Maybe it’s because I grew up in the 1960s, but there’s a peace, love and reconciliation theme, though bittersweet, that resonates as I continue to think about “Simon Boccanegra,” the current Los Angeles Opera production at the Dorothy Chandler Pavilion.
Not only does it boast L.A. Opera’s Artistic Director Placido Domingo in the title role, but our tenor in chief is performing as a baritone. Trained as a baritone, he’s spent his stellar singing career as a tenor.
This is one of Verdi’s “political operas,” not quite the “hum it as you leave your seat” variety, yet here I am with the opening music flowing repeatedly through my head, motifs that carry through the opera and play out in the scenes which, as the supertitles translate for me, urge peace and love.
Maestro James Conlon fell in love with this work when he first heard it as a 13 year old, and is conducting it for the first time with L.A. Opera — amazingly the first time that he and Placido have performed a Verdi opera together on any stage.
It is a complicated story line, involving politics, the power and persuasion of the people, an illegitimate child, a secret identity, a father’s love, revenge, and the ultimate betrayal by a loyal advisor turned villain, resulting in death. No spoiler alert here: what good opera doesn’t involve a death?
Many ominous low notes sound in the music, which is why the scenes emphasizing peace and love so intrigue me. The music echoes the swelling of waves, and you hear it in scenes where Simon, former seafarer and now plebeian leader, cautions the people against another pointless battle. We will hear it later as Simon rediscovers his long lost daughter Amelia, and in the death scene between Simon and his nemesis, Fiesco, the father of Simon’s deceased beloved, who gave birth to Amelia without sanction of marriage.
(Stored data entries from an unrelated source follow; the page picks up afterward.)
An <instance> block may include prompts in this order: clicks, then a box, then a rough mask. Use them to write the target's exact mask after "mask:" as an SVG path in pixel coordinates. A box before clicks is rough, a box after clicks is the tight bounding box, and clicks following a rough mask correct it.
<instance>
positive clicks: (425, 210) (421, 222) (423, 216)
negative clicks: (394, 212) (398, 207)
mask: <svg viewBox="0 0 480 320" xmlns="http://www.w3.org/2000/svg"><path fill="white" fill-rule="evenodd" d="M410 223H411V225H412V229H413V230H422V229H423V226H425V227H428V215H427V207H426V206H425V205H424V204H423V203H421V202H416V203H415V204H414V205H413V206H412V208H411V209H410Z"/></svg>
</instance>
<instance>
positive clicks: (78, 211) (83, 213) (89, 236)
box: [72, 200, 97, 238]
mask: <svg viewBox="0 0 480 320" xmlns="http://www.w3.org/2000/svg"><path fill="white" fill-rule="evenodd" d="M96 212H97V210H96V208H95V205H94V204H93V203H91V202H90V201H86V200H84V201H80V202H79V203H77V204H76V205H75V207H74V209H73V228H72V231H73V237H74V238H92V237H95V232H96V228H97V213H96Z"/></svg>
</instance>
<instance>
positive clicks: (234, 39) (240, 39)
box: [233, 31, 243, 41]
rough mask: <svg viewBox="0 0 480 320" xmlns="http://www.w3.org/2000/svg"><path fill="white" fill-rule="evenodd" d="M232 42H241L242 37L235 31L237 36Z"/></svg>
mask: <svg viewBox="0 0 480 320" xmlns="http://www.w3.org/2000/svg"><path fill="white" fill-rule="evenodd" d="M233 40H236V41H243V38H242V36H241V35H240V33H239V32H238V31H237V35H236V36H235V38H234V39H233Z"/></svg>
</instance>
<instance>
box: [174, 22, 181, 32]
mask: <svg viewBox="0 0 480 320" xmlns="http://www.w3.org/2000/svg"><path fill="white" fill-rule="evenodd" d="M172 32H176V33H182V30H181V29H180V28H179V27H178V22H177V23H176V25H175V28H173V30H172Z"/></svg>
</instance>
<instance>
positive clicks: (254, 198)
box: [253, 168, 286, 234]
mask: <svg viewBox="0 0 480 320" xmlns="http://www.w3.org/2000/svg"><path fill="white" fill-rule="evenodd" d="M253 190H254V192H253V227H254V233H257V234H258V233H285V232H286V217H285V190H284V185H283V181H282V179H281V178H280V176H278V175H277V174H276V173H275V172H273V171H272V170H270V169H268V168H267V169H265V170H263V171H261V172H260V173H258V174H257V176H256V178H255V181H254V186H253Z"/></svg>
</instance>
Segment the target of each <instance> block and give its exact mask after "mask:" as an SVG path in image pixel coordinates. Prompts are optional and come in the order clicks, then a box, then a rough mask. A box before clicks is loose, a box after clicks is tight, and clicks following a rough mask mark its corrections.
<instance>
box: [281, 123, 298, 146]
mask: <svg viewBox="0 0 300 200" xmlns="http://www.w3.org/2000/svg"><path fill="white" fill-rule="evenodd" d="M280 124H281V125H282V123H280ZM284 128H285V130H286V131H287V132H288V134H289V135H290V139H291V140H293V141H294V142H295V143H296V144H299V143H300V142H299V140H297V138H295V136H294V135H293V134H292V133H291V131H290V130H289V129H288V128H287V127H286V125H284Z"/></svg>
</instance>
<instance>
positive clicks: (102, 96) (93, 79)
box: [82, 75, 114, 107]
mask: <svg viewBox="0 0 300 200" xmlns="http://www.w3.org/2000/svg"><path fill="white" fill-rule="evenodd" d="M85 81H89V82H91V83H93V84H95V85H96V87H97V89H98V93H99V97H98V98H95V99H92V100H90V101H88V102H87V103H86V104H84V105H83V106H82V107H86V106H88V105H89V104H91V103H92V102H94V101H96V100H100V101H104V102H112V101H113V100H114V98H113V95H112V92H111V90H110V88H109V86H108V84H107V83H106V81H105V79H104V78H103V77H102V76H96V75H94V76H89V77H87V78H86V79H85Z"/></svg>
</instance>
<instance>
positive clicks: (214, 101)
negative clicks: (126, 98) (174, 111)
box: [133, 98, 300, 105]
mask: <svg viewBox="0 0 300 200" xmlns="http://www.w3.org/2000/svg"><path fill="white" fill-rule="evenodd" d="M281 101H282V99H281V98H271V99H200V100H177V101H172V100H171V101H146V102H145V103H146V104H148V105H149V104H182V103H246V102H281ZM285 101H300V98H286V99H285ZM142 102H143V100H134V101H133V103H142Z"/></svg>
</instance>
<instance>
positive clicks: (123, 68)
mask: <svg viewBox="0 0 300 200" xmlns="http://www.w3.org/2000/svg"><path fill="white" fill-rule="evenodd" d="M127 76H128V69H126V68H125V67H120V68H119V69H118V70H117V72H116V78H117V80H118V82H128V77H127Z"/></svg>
What amazes me most is that I left the Dorothy Chandler Pavilion not really thinking about the music but finding it coming back to me more than once in the few days since. No wonder Conlon is so taken with it. There are a few more performances left for you to enjoy through March 4.
If you prefer your operas lighter, courtesy of Discover the Arts L.A. you can save up to 50 percent off the ticket price for the upcoming Benjamin Britten comedy “Albert Herring,” about a virginal boy and his night of big adventure. It opens on Saturday, Feb. 25. http://discoverlosangeles.com/thearts/
Celebrating noir
Every opera has its “book” or libretto, often originating in an actual book. This week we celebrate the 10th anniversary of Santa Monica Citywide Reads, featuring Raymond Chandler’s classic, “The Lady in the Lake.” Bay City, where the action takes place, is based on Santa Monica. And two of the top selling and best writers of mystery fiction — Michael Connelly (a personal favorite) and Robert Crais — will be talking about Chandler’s influence on their work and on the mystery genre at a free event, Saturday, Feb. 25, at 7 p.m. at Lincoln Middle School Auditorium. It’s free, and with no reservations, first-come, first-served seating, it’s sure to fill up fast!
Living on the edge
There’s a relatively new gallery in town, km gallery, on Santa Monica Boulevard at Yale Street, where TAG used to be. Still in its inaugural year, km offers a first solo show of work by Rebecca Farr called “Edge.” Farr was raised in L.A., lived in Washington, and has something of a split artistic personality: paintings of wide open spaces, solitary, somewhat forbidding and lonely, then oddly-related collages that brim with multiple images and energy. She began her journey thinking about migrations, the big push West, and what happens to those taking the trip. In the paintings, she takes you to the empty edges, the borders, the end of the line, as much a psychological state as a physical space. But the collages teem with life, people, historic images, highly composed and pleasantly crowded. She calls her work an example of dualistic thinking — and she’s right. On view through March 24 (http://www.gallerykmla.com/).
Final tribute
The Museum of Contemporary Art pays tribute to the work and legacy of Mike Kelley, who took his own life earlier this year. Kelley had a far-reaching influence on the L.A. art community, through groundbreaking performances, installations, sculptures, and works on paper; his insightful critical writings; and his deep commitment to artists, as a peer and a teacher. Over the last three decades, his influence extended to MOCA itself, with donations of his own works as well as those by local and international artists that have profoundly shaped the museum’s permanent collection. On view through April 2 at MOCA (www.moca.org/).
Sarah Spitz is a former freelance arts producer for National Public Radio and a producer for public radio station KCRW-Santa Monica. She reviews theatre for LAOpeningNights.com.